The dominant focus of religious people seems to be on "direct, conscious, trouble-shooting" type of approaches to problems. At least, this is the way of most Western religion. You have a conflict, face it; you have a problem, solve it. But, our best resolutions usually come when we aren't working directly on our problem. The answers to our greatest challenges often come when we aren't dealing directly with these challenges, or at least when we are not consciously trying to solve these problems. Scientists and mathematicians and inventors have had this experience, as have writers and other artists. If the mind and heart are committed to working on a problem, then the work goes on even when the problem is "out of sight and out of conscious thought."

What brings new resolutions and revolutions in understanding and creativity is when a person carries a concern hopefully and with commitment and dedication to resolution of the difficulty. There is a "faith" at the heart of this positive movement towards understanding, reconciliation, resolution. There is a way of carrying unresolved issues and experiences of life that brings new life and new understanding. And, there is a way of carrying or perhaps burying unresolved issues and experiences of life that brings death and prevents understanding (breeds misunderstanding).

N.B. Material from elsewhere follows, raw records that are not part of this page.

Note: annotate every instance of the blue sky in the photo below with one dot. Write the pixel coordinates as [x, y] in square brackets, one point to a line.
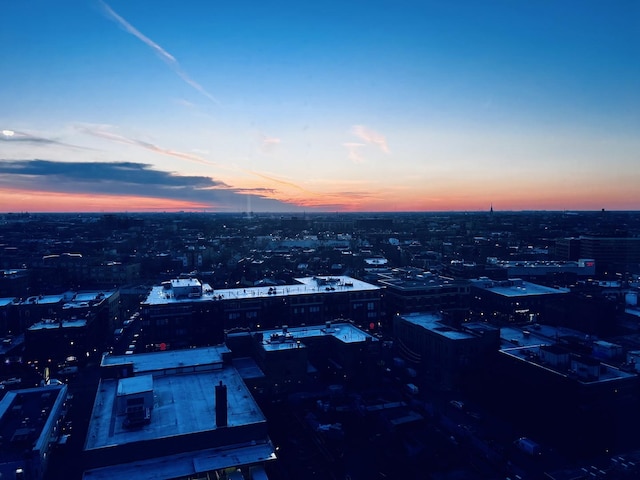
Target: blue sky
[283, 106]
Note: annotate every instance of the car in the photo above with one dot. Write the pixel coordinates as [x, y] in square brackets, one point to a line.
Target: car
[68, 370]
[11, 382]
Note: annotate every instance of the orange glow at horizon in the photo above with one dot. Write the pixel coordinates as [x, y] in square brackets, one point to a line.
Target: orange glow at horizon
[29, 201]
[353, 201]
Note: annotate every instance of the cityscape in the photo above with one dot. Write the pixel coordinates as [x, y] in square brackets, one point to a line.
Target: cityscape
[189, 345]
[319, 240]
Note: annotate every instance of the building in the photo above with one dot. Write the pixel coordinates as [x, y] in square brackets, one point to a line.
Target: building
[448, 357]
[608, 252]
[572, 400]
[564, 388]
[186, 312]
[30, 425]
[409, 291]
[509, 301]
[337, 349]
[75, 327]
[17, 315]
[543, 269]
[14, 282]
[174, 415]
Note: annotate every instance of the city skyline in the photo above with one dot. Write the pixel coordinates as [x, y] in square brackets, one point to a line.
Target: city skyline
[377, 106]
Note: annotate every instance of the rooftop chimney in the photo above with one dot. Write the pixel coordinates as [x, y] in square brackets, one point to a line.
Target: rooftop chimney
[221, 405]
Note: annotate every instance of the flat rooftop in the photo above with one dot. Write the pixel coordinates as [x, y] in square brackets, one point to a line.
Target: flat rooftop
[170, 359]
[516, 288]
[531, 356]
[537, 334]
[433, 323]
[305, 286]
[6, 301]
[183, 404]
[343, 331]
[419, 282]
[24, 416]
[54, 325]
[186, 465]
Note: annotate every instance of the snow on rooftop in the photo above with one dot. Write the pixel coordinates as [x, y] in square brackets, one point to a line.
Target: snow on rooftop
[307, 285]
[516, 287]
[133, 385]
[276, 339]
[433, 323]
[170, 359]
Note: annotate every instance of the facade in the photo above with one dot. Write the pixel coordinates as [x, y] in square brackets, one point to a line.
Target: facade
[608, 252]
[446, 356]
[30, 421]
[336, 348]
[187, 312]
[18, 314]
[541, 270]
[511, 301]
[173, 415]
[566, 396]
[410, 291]
[77, 325]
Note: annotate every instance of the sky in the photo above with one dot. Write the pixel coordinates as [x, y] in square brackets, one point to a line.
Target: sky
[289, 106]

If you are backpacking, there is a way of "shouldering" the pack that makes walking easier. It is worthwhile to stop and adjust the way you are carrying the pack, getting it to fit as naturally as you can to your back. In the same way, it is worthwhile to stop and adjust mentally and spiritually the way you are carrying burdens of anger and hurt, so that you can carry them in a natural way, fitting to your psychical make-up. When you are hiking with a pack,and everything is going just right, and you are enjoying the view and when the exertion itself seems natural, then you don't even feel the weight of the pack. The burden of the pack is resolved by being swallowed up by other experiences and desires and goals.

This is an analogy for how we deal with anger indirectly, how we deal well with upset in our lives indirectly. If the pack is our anger and upset, then we carry it best when we don't allow its weight to distract us from our deepest concerns, dreams, hopes and goals. When its weight is keeping us from going forward, we need to stop and adjust the way we are carrying our trouble. When we do this, our anger doesn't consume our attention. That thing we are upset about, or that person we are mad at, is only one concern of our lives - not the concern. As we take a break from thinking about what we are mad about in order to focus on other duties and desires, that is when we tend to find the answer to our conflict, a way out of our conflicts.

The great teaching of Jesus is this: "Seek you first the kingdom of God and his righteousness, and all these things will be added unto you as well." He also helpfully says: "He who sets his hand to the plow but looks back is not fit for the kingdom of God." That saying seems harsh as it is spoken to the son who wants to care for his aging father, but the only way to resolve many difficulties is to renounce their hold on your life. By stepping outside of a conflict, and seeing what life has to offer, you begin to live free from being controlled by the conflict or the anger, and in the end probably find a way to resolve it when you get caught up in other concerns and forget about being mad.